Using test scores to evaluate early childhood programs does not imply that they should be used for accountability purposes for individual program centers or teachers

In some of my blog posts and published articles, I have used effects of early childhood programs on early test scores to evaluate programs.  For example, in my Tulsa study with Gormley and Adelstein, we estimated the effects of Tulsa’s pre-K program on kindergarten entrance test scores.  We then used these kindergarten test scores to simulate the likely impact of Tulsa’s pre-K program on adult earnings.  This simulation was based on estimates from Chetty et al. on the likely relationship between kindergarten test scores and adult earnings. (Chetty et al. “How Does Your Kindergarten Classroom Affect Your Earnings?”) With adult earnings effects, and the costs of the program, we then estimated a partial benefit-cost ratio: the ratio of the present value of the earnings benefits of the program to the costs of the program. This benefit-cost ratio is partial because it does not include other benefits such as lower crime, but adult earnings benefits are a major proportion of the likely long-run benefits of pre-K programs for former child participants and for society.

I think the evidence suggests that early test scores are a sufficiently good predictor of adult earnings effects, at least on average, that this is a legitimate procedure. Given that long-run studies of how early childhood programs affect adult outcomes are quite difficult and costly to do, because of  the long-time period involved, and the problems in identifying causal relationships, it is important to find some short-run indicators that give us a reasonably good idea of long-run effects of these programs. This allows us to use many more studies to see how different types of programs will have different benefit-cost ratios. We can use short-run studies to examine the relative effectiveness of different program designs for children from different groups.  Such short-run studies are cheaper to obtain and get results in a timelier manner.  Therefore, such short-run studies are more relevant to real-world policy decisions.

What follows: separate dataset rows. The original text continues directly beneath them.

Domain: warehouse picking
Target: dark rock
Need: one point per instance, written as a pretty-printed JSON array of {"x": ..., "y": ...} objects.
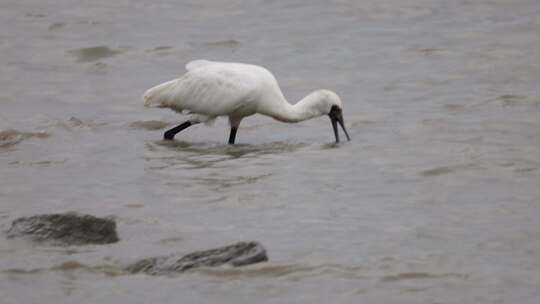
[
  {"x": 238, "y": 254},
  {"x": 65, "y": 229}
]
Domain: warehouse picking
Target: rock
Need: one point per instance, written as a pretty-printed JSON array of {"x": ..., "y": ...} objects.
[
  {"x": 238, "y": 254},
  {"x": 65, "y": 229}
]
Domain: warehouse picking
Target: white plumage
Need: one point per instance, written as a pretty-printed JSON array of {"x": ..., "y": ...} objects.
[{"x": 211, "y": 89}]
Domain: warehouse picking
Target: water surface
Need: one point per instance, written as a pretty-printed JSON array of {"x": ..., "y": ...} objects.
[{"x": 435, "y": 200}]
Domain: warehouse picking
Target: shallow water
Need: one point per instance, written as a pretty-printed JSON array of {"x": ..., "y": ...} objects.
[{"x": 433, "y": 201}]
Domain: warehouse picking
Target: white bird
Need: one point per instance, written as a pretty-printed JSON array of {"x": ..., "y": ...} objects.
[{"x": 210, "y": 89}]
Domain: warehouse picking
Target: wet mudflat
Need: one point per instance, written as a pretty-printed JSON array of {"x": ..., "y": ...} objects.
[{"x": 434, "y": 201}]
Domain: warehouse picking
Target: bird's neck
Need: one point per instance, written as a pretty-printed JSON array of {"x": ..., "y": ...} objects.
[{"x": 302, "y": 110}]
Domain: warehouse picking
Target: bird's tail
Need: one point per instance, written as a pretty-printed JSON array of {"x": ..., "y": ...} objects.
[{"x": 159, "y": 95}]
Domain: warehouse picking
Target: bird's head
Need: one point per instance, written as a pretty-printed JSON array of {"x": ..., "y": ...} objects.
[{"x": 329, "y": 103}]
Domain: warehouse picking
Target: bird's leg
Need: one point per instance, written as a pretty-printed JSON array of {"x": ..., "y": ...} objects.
[
  {"x": 169, "y": 134},
  {"x": 232, "y": 135}
]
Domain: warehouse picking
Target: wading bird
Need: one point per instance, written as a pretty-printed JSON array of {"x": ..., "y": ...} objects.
[{"x": 211, "y": 89}]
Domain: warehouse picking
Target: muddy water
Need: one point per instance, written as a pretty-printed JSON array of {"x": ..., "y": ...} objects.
[{"x": 434, "y": 201}]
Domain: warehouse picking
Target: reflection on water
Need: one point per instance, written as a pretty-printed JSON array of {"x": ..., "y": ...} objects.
[
  {"x": 11, "y": 137},
  {"x": 197, "y": 155},
  {"x": 93, "y": 53}
]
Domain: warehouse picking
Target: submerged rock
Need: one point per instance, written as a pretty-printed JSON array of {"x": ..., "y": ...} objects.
[
  {"x": 65, "y": 229},
  {"x": 238, "y": 254}
]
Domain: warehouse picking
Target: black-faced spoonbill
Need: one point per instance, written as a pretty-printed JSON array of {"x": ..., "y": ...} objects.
[{"x": 211, "y": 89}]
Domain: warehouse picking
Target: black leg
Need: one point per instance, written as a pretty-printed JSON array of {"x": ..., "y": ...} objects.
[
  {"x": 169, "y": 135},
  {"x": 232, "y": 136}
]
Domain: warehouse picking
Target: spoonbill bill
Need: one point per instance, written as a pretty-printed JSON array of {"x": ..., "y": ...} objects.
[{"x": 210, "y": 89}]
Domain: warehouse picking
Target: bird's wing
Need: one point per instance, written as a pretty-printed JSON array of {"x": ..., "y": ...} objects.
[
  {"x": 197, "y": 64},
  {"x": 213, "y": 91}
]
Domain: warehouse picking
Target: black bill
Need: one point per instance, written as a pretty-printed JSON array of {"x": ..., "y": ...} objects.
[{"x": 336, "y": 116}]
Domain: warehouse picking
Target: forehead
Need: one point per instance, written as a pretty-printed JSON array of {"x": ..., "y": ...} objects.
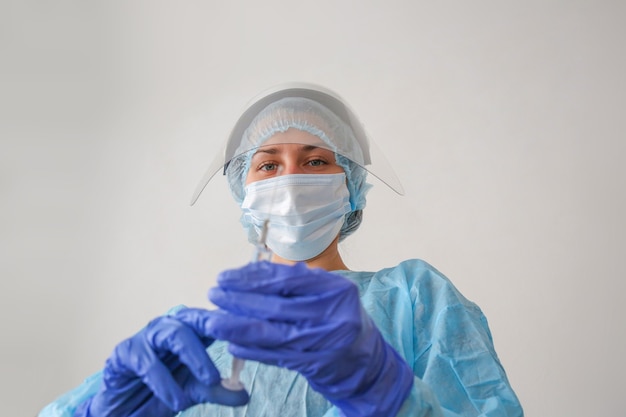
[{"x": 295, "y": 136}]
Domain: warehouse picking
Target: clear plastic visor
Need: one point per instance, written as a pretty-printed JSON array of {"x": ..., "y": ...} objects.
[
  {"x": 300, "y": 114},
  {"x": 373, "y": 161}
]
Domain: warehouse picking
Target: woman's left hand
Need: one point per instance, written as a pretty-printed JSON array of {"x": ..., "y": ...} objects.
[{"x": 311, "y": 321}]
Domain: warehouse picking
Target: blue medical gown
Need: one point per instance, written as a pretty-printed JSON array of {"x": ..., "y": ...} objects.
[{"x": 442, "y": 336}]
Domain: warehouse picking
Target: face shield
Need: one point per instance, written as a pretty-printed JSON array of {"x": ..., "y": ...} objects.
[{"x": 314, "y": 110}]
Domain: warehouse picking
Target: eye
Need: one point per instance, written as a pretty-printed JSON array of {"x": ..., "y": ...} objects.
[
  {"x": 317, "y": 162},
  {"x": 268, "y": 166}
]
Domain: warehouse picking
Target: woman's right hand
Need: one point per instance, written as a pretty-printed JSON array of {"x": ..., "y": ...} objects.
[{"x": 161, "y": 370}]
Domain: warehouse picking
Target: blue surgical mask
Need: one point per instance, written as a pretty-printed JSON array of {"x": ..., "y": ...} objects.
[{"x": 305, "y": 212}]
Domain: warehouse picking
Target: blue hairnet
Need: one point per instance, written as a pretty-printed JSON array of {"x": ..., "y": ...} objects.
[{"x": 314, "y": 118}]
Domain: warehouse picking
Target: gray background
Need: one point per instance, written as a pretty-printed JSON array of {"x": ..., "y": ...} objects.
[{"x": 504, "y": 120}]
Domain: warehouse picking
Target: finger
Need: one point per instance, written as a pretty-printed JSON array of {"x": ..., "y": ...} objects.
[
  {"x": 287, "y": 280},
  {"x": 264, "y": 334},
  {"x": 331, "y": 305},
  {"x": 135, "y": 356},
  {"x": 181, "y": 335}
]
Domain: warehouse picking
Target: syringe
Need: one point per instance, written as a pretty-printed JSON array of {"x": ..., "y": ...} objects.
[{"x": 262, "y": 253}]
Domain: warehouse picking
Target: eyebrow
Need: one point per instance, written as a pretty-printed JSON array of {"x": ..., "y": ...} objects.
[{"x": 273, "y": 150}]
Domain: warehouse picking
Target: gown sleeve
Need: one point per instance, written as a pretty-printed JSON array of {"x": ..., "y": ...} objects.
[{"x": 457, "y": 371}]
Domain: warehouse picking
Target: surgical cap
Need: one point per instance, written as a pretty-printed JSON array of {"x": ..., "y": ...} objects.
[{"x": 312, "y": 117}]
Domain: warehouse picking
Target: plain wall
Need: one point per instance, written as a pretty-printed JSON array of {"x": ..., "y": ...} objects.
[{"x": 504, "y": 121}]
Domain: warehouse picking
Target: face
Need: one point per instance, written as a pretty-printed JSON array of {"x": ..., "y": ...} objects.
[{"x": 292, "y": 152}]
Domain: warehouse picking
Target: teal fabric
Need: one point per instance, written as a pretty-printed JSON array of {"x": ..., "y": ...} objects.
[{"x": 442, "y": 335}]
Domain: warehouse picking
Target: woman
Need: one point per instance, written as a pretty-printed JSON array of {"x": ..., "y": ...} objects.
[{"x": 320, "y": 340}]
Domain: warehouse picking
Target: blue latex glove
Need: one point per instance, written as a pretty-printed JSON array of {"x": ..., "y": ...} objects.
[
  {"x": 311, "y": 321},
  {"x": 161, "y": 370}
]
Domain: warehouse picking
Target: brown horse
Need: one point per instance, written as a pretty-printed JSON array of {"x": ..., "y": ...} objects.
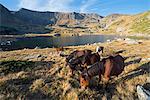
[
  {"x": 74, "y": 55},
  {"x": 111, "y": 66},
  {"x": 78, "y": 53}
]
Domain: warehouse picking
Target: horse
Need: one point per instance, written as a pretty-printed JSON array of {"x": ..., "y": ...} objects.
[
  {"x": 82, "y": 62},
  {"x": 111, "y": 66},
  {"x": 78, "y": 53}
]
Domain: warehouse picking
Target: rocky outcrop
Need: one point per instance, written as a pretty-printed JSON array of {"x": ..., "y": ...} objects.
[{"x": 28, "y": 21}]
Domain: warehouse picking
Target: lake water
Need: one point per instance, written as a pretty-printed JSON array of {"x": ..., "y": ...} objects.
[{"x": 44, "y": 42}]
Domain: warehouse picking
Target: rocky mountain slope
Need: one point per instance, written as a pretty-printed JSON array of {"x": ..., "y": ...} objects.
[
  {"x": 127, "y": 24},
  {"x": 28, "y": 21}
]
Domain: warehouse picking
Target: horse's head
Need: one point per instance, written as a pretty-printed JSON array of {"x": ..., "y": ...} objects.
[
  {"x": 99, "y": 49},
  {"x": 84, "y": 80}
]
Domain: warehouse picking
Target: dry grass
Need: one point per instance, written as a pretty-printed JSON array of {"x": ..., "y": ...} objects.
[{"x": 46, "y": 76}]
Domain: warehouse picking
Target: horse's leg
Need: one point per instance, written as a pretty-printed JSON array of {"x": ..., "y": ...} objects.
[
  {"x": 99, "y": 78},
  {"x": 108, "y": 68}
]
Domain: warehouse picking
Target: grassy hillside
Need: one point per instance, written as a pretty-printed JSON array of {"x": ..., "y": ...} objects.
[{"x": 43, "y": 74}]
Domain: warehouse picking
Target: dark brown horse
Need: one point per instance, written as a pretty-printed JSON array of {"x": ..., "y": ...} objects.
[
  {"x": 82, "y": 62},
  {"x": 78, "y": 53},
  {"x": 111, "y": 66}
]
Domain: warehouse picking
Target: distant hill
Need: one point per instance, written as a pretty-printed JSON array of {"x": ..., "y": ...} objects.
[
  {"x": 127, "y": 24},
  {"x": 28, "y": 21}
]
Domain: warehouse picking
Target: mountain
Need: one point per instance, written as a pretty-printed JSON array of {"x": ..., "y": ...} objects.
[
  {"x": 28, "y": 21},
  {"x": 127, "y": 24}
]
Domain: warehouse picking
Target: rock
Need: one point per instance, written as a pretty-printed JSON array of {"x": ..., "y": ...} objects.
[
  {"x": 37, "y": 47},
  {"x": 143, "y": 94},
  {"x": 145, "y": 59},
  {"x": 33, "y": 56},
  {"x": 57, "y": 34},
  {"x": 131, "y": 41}
]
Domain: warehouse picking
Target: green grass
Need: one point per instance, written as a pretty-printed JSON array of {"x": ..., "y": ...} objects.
[
  {"x": 15, "y": 66},
  {"x": 142, "y": 24}
]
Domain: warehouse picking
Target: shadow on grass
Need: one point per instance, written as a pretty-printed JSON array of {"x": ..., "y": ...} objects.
[
  {"x": 18, "y": 88},
  {"x": 133, "y": 62},
  {"x": 8, "y": 67},
  {"x": 109, "y": 89}
]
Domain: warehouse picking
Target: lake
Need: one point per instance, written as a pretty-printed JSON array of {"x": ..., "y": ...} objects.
[{"x": 44, "y": 42}]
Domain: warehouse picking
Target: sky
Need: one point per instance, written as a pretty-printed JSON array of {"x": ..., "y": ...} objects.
[{"x": 101, "y": 7}]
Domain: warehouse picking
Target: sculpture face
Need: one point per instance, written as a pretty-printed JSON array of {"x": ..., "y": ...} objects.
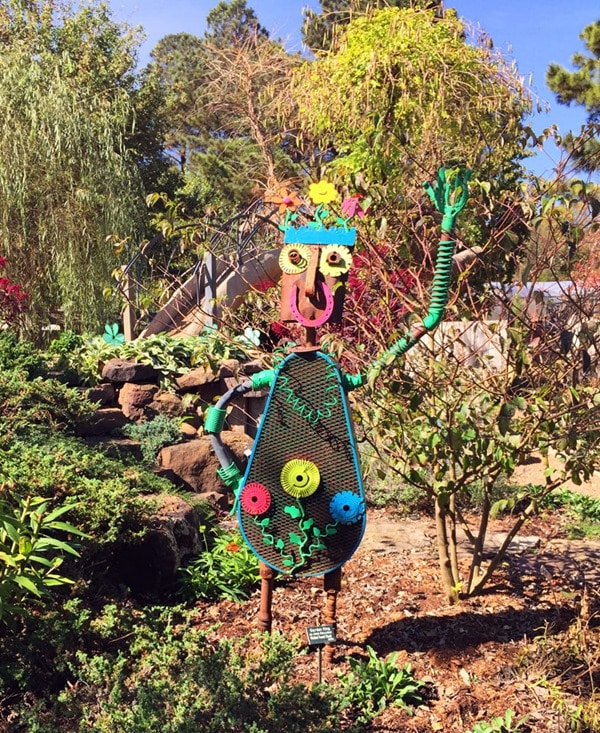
[{"x": 313, "y": 283}]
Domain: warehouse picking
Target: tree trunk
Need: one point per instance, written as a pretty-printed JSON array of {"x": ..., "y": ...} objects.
[
  {"x": 449, "y": 582},
  {"x": 475, "y": 571}
]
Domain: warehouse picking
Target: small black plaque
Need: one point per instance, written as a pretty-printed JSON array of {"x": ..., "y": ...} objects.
[{"x": 319, "y": 635}]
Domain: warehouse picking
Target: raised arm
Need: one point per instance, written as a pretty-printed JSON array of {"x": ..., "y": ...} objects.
[{"x": 449, "y": 197}]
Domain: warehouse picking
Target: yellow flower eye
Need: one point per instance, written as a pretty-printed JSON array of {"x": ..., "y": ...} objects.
[
  {"x": 293, "y": 258},
  {"x": 335, "y": 260}
]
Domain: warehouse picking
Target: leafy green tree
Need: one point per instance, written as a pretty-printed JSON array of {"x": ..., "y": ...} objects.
[
  {"x": 582, "y": 87},
  {"x": 67, "y": 179},
  {"x": 320, "y": 29},
  {"x": 405, "y": 93},
  {"x": 224, "y": 95}
]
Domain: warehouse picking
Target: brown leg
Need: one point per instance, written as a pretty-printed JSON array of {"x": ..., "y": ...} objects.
[
  {"x": 332, "y": 583},
  {"x": 265, "y": 617}
]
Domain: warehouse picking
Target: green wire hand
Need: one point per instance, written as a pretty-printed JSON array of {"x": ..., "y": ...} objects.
[{"x": 449, "y": 196}]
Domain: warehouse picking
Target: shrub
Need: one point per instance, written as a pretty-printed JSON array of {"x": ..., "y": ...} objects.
[
  {"x": 20, "y": 356},
  {"x": 154, "y": 435},
  {"x": 226, "y": 569},
  {"x": 160, "y": 673}
]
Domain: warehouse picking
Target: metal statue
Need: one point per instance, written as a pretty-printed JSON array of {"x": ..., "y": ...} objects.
[{"x": 300, "y": 503}]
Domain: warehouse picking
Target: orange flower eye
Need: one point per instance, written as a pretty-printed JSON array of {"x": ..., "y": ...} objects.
[{"x": 294, "y": 258}]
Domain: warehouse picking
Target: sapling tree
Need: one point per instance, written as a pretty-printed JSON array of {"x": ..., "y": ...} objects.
[{"x": 511, "y": 380}]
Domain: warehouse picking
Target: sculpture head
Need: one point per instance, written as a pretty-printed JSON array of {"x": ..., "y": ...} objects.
[{"x": 315, "y": 260}]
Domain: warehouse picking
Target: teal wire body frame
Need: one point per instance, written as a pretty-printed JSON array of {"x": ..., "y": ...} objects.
[{"x": 306, "y": 418}]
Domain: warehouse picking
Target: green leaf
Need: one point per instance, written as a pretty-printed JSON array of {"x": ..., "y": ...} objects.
[{"x": 27, "y": 584}]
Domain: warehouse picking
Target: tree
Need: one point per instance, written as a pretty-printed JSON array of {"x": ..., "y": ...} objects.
[
  {"x": 582, "y": 87},
  {"x": 224, "y": 94},
  {"x": 321, "y": 30},
  {"x": 67, "y": 180},
  {"x": 231, "y": 23},
  {"x": 405, "y": 93}
]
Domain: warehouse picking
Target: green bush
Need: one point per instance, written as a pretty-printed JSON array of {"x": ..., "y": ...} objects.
[
  {"x": 153, "y": 435},
  {"x": 168, "y": 355},
  {"x": 20, "y": 356},
  {"x": 33, "y": 542},
  {"x": 159, "y": 673},
  {"x": 226, "y": 569},
  {"x": 37, "y": 405}
]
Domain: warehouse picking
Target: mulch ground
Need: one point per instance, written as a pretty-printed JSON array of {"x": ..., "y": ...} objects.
[{"x": 478, "y": 658}]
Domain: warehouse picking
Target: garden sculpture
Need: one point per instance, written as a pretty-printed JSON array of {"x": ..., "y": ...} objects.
[{"x": 300, "y": 503}]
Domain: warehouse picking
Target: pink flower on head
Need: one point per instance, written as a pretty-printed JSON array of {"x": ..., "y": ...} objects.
[{"x": 351, "y": 206}]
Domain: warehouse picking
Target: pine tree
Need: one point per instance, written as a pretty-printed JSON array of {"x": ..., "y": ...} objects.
[{"x": 582, "y": 87}]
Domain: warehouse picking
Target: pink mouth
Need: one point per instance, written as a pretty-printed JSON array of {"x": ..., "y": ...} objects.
[{"x": 323, "y": 318}]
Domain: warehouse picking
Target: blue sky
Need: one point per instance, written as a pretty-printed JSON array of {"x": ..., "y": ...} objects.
[{"x": 533, "y": 33}]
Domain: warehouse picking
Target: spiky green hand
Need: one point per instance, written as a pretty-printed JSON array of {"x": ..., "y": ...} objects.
[{"x": 449, "y": 195}]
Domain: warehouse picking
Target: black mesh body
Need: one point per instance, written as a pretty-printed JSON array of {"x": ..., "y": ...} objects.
[{"x": 306, "y": 417}]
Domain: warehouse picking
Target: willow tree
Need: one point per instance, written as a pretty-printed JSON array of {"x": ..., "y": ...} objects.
[
  {"x": 67, "y": 181},
  {"x": 404, "y": 92}
]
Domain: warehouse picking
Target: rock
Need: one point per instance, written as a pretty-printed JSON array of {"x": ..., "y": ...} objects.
[
  {"x": 102, "y": 422},
  {"x": 150, "y": 566},
  {"x": 195, "y": 463},
  {"x": 104, "y": 393},
  {"x": 133, "y": 398},
  {"x": 204, "y": 375},
  {"x": 119, "y": 371}
]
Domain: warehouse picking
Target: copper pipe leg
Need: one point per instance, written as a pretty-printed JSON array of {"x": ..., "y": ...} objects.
[
  {"x": 265, "y": 617},
  {"x": 332, "y": 584}
]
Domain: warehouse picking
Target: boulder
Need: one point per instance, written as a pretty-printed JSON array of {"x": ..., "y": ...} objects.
[
  {"x": 134, "y": 398},
  {"x": 119, "y": 371},
  {"x": 204, "y": 375},
  {"x": 195, "y": 464},
  {"x": 150, "y": 566},
  {"x": 105, "y": 394},
  {"x": 167, "y": 403}
]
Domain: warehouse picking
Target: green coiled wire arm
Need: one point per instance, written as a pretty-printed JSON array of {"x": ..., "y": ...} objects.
[{"x": 449, "y": 195}]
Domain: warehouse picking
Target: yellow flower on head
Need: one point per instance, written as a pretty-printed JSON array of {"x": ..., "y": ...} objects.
[{"x": 322, "y": 192}]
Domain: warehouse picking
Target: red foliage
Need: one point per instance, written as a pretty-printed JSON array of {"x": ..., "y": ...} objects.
[{"x": 13, "y": 299}]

However, I do not think that this necessarily implies that test score effects of early childhood programs should play any substantial role in holding individual program centers or individual teachers accountable for “results”. Why might such an accountability role for test scores be a bad idea, even if test scores are useful in evaluating some overall program design?

The key problem is that once you use test scores of individual program centers or teachers to reward centers or teachers in some way, you distort the behavior of centers and teachers to focus much more attention on maximizing test scores. This would be fine if test score effects of a program, center, or teacher were all that mattered for determining program benefits. But even though test score effects of a program that is NOT being rewarded directly based on test scores are a good predictor of adult earnings, this does not mean that all that matters about the program are its effects on test scores. There is much else in program effects that probably matters. Test score effects may help proxy for these other program effects if the program’s operations are not artificially distorted by accountability incentives, but this is likely to be much less true if centers or teachers are simply “teaching to the test”.

For example, it is commonly believed in pre-K research that much of the long-run benefits for adult earnings and reduced crime of pre-K are due to the program’s effects on “soft skills”: social skills and character skills.  These better soft-skills at kindergarten entrance help students get along better with teachers and classmates in kindergarten, and therefore learn more in both soft skills in kindergarten. And so on through the K-12 system and on into adulthood. In adulthood, these better soft skills are very important in determining success in the labor market.  A person who can get along better with supervisors, co-workers, and customers is likely to retain their job longer, and be promoted to higher-paying jobs.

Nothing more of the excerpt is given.